Религия была первой попыткой человека объяснить мир. Её возникновение в истории человечества было столь же неизбежным, как неизбежно то, что с течением времени это объяснение становится недостаточным. Религия – это пелёнки человеческого Разума. Ребёнку они необходимы, но нельзя же в пелёнках жить всю жизнь. Апостол Павел в "Первом послании к коринфянам" писал: "Я питаю вас млеком, ибо для твёрдой пищи вы ещё слабы". Конечно, нельзя младенца кормить шашлыками, но и молотобойца нельзя кормить из соски. Угощение, которым потчуют сегодня в Храме Христа Спасителя – это млеко для беззубых младенцев и беззубых старух. Возмужавший Разум требует кое-чего посущественней.
Маркс говорил, что религия – это "самоощущение человека, который себя либо еще не обрёл, либо уже потерял". Когда я вижу бывших коммунистов, стоящих в церкви со свечами в руках, то я вижу людей, которые СЕБЯ УЖЕ ПОТЕРЯЛИ. Когда другие коммунисты уверяют меня, что "что моральный кодекс строителей коммунизма" во многом тождественен 10 библейским заповедям, то я спрашиваю их: "Так, может быть, наш социализм и рухнул потому, что мы строили его по библейским заповедям?" Нельзя идти вперёд с головой, повёрнутой назад. Коммунистическая этика должна не повторять христианскую этику, а быть на три головы ВЫШЕ ЕЕ. К сожалению, "моральный кодекс строителей коммунизма", принятый ХXII съездом КПСС, этим требованиям не отвечает. Во всяком случае, атеизм в него НЕ ВХОДИТ. Попытка доктора философии Г.А. Зюганова помирить коммунизм с православием означает путь НАЗАД в архаическое прошлое человечества. Атеизм, как основа коммунистической нравственности, означает путь ВПЕРЕД к новому качеству цивилизации. К сожалению, на этом пути остаётся ещё много неясных нерешённых вопросов.
2. МОЕ ОТНОШЕНИЕ К БИБЛИИ
Лорд Болингброк сказал про Библию: "Только пьяный негодяй мог это придумать, и только пьяный дурак может этому поверить". Так язвительно просвещённый ироничный ХVIII век прощался со средневековьем. Это остроумно, но не совсем верно.
4 января 1992 года я записал в своём дневнике: "Закончил читать Библию. Мир перевернулся. Под Рождество богобоязненные американцы проводят "сатанинские сборища" в виде конкурсов красоты, а коммунисты читают "Библию". Я потратил на неё больше года, и сегодня у меня такое чувство, словно я вылез из погреба. Читая её, я отчётливо ощутил смрадное дыхание каменного века". С тех пор моё отношение к Библии сильно изменилось. Теперь я не склонен обличать её, как не хочу упрекать диких аборигенов за то, что они добывают огонь трением и ходят без штанов. Ещё меньше я склонен восторгаться ею, ища в ней эзотерический смысл. Знакомство с античными и современными комментариями библейских текстов избавило меня от того и от другого.
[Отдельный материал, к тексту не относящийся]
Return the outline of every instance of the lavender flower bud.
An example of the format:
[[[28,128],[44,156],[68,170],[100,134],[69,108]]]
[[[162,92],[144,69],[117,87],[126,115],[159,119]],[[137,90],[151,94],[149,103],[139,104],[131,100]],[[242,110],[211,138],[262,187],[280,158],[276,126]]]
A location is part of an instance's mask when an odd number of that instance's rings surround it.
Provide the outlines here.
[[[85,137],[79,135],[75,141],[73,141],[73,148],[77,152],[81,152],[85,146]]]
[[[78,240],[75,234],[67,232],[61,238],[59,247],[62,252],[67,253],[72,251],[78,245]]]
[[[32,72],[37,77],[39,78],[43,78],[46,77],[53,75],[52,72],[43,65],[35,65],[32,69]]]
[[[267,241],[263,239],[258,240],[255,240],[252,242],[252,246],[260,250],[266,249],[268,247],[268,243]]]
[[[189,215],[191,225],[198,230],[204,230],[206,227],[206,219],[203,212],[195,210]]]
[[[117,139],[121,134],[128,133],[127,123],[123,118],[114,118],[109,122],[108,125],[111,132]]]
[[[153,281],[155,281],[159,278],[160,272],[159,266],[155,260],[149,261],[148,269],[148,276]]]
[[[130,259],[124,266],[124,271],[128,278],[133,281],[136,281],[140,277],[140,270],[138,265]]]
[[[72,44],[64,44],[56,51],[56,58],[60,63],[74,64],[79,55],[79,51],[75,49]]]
По существу "Ветхий завет" представляет собой древнееврейский эпос, отражающий быт и нравы давно минувших веков. Как любой другой эпос, он имеет многовековую устную традицию и поэтому написан белыми стихами – ритмическую речь легче запоминать в устной передаче. Как в любом другом эпосе, фактологическая подоснова "Ветхого завета" расцвечена в нём буйной фантазией многих поколений сказителей.
Как-то полемизируя с баптистами и слыша от них постоянные ссылки на "Библию", я спросил их:
- Вы это сами читали, или знаете понаслышке? - Да, мы это сами читали. - Вы читали это по-древнееврейски, по-древнегречески или по-русски? - Мы читали это по-русски. - А вы обратили внимание на маленькое примечание в баптистском издании "Библии": "Перепечатано с синодального издания". Вы уверены, что православная церковь, которую вы так не любите, в своём синодальном издании верно перевела вам древние тексты?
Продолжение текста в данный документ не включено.